Sonoco, a global packaging products provider that produces 1.2 million tons of uncoated recycled paperboard per year, has ended its three-year quest for sustainable energy production at its facility in Hartsville, S.C. The result is a $75 million biomass boiler retrofit.

The new biomass boiler, designed and installed by Atlanta-based McBurney Corp., will replace two existing coal-fired boilers, and produce roughly 16 MW to power the Hartsville facility. The project has the support of South Carolina Gov. Nikki Haley and received economic help from the Darlington County Economic Development Partnership, led by executive director Robert Long. To qualify for U.S. DOE’s Section 1603 cash grant program, Sonoco worked with Long and other state and local officials to break ground this year on the new biomass plant, located adjacent to the Hartsville facility.

Although Long said the biomass retrofit project was unique, he added that Sonoco’s plan can be duplicated. “You have to have a company that has a sustainability commitment, and they have that. Sonoco is a great example,” Long said. That commitment became clear when the company declined a cheaper option to retrofit its power needs with a natural gas system. “The cheaper alternative was to do natural gas boilers, but given Sonoco’s commitment to sustainability, that was not the route they wanted to go,” he said.

Instead, the company has chosen to design, build and operate the entire biomass system in-house. Sonoco had previously looked to partner with outside groups on three separate occasions, Long said, but the company couldn’t find the relationships it was looking for.
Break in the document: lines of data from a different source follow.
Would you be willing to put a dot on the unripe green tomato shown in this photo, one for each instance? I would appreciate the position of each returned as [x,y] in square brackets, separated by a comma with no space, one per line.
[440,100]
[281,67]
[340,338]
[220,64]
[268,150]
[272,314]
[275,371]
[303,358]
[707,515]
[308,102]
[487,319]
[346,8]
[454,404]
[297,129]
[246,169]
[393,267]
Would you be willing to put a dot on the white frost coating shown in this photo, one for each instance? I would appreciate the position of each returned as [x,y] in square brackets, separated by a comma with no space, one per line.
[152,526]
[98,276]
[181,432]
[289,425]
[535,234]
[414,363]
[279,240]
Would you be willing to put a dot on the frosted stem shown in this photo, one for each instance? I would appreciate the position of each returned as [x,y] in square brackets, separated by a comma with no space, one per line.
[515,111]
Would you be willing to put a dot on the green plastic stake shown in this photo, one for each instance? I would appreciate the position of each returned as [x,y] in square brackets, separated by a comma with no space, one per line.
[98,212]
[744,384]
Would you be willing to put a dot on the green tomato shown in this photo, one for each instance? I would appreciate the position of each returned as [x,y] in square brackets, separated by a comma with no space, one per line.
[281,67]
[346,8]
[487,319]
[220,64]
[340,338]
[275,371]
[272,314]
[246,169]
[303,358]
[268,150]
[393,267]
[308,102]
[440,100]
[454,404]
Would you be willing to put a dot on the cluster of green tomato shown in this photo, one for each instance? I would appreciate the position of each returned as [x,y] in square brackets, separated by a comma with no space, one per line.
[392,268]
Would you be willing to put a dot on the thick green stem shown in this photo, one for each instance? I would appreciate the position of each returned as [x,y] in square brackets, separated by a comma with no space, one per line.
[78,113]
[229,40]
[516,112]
The facility’s timber waste feedstock will be chipped at the harvest location and then trucked in to the plant. “The project will create at least 30 indirect jobs,” Long cited. Those jobs will primarily come from the trucking needs related to the project. Nearly 30 trucks could be needed, he said, five days a week making four to five runs to support the volume of steam the facility will require.
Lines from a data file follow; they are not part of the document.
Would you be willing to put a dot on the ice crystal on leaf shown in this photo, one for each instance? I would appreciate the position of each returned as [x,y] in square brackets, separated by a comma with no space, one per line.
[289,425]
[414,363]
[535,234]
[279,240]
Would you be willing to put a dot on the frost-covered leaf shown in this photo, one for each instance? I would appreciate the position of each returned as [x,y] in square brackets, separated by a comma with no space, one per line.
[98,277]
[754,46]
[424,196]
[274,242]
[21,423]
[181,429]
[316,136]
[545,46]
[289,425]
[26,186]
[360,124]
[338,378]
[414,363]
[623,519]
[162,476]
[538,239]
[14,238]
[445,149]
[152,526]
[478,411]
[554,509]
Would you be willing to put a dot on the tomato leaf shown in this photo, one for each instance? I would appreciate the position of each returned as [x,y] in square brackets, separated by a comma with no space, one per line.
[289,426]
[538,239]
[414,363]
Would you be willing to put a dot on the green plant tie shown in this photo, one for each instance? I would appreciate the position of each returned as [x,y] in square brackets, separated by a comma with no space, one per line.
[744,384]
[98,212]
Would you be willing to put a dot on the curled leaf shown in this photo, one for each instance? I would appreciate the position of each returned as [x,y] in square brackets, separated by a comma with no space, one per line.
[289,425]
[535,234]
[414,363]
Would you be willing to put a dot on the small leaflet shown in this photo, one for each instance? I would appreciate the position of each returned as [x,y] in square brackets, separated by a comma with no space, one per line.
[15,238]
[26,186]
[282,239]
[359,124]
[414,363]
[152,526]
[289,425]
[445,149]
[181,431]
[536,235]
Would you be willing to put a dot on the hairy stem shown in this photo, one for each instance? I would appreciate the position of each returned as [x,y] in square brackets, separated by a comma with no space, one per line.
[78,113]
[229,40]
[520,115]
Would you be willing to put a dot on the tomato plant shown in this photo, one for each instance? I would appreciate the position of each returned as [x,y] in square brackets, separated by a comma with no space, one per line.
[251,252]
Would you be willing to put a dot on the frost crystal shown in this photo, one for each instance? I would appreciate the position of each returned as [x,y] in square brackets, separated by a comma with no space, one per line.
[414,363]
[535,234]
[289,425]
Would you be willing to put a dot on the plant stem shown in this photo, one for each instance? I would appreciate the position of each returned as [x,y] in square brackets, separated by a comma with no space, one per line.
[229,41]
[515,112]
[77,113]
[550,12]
The increased truck traffic on specific biomass harvest and transport routes has also allowed Long to work with Sonoco to upgrade those roads. Sonoco will pay for nearly all of the $900,000 in improvements, but Darlington County has awarded the company certain income tax breaks to essentially pay for the road upgrades over time.

Jack Sanders, Sonoco president and chief operating officer, said his company is extremely excited about this project. The investment, totaling $100 million with the biomass boiler and other upgrades, is the largest Sonoco has ever made in the Hartsville facility, Sanders said. “In addition to maintaining viability of our operations and protecting hundreds of existing jobs, the project will create new growth opportunities and new jobs,” he said.

Gov. Haley said Sonoco’s investment demonstrates South Carolina’s ability to attract large investments. Sonoco not only worked with Haley’s office, but also with the South Carolina Department of Transportation to design the best route to get the transport trucks in and out of the new facility.

The project will continue for the next year, with construction slated for the end of 2012 or early 2013. An existing boiler that will not be replaced was installed in the early 90’s Long said, and that boiler can run on either coal or wood. The construction of the new facility housing the biomass boilers will create 200 non-permanent jobs and between 10-20 permanent jobs in addition to those needed for biomass logistics.

In his speech describing the reasoning behind the biomass project, Sanders said that in order to continue to operate the existing coal-fired boilers, the company would need to upgrade its control equipment for Maximum Achievable Control Technology rules. “We found that upgrading these old boilers would be very expensive and would actually increase our operating costs,” Sanders said. Once complete, the project will also reduce annual operating costs by roughly $14 million.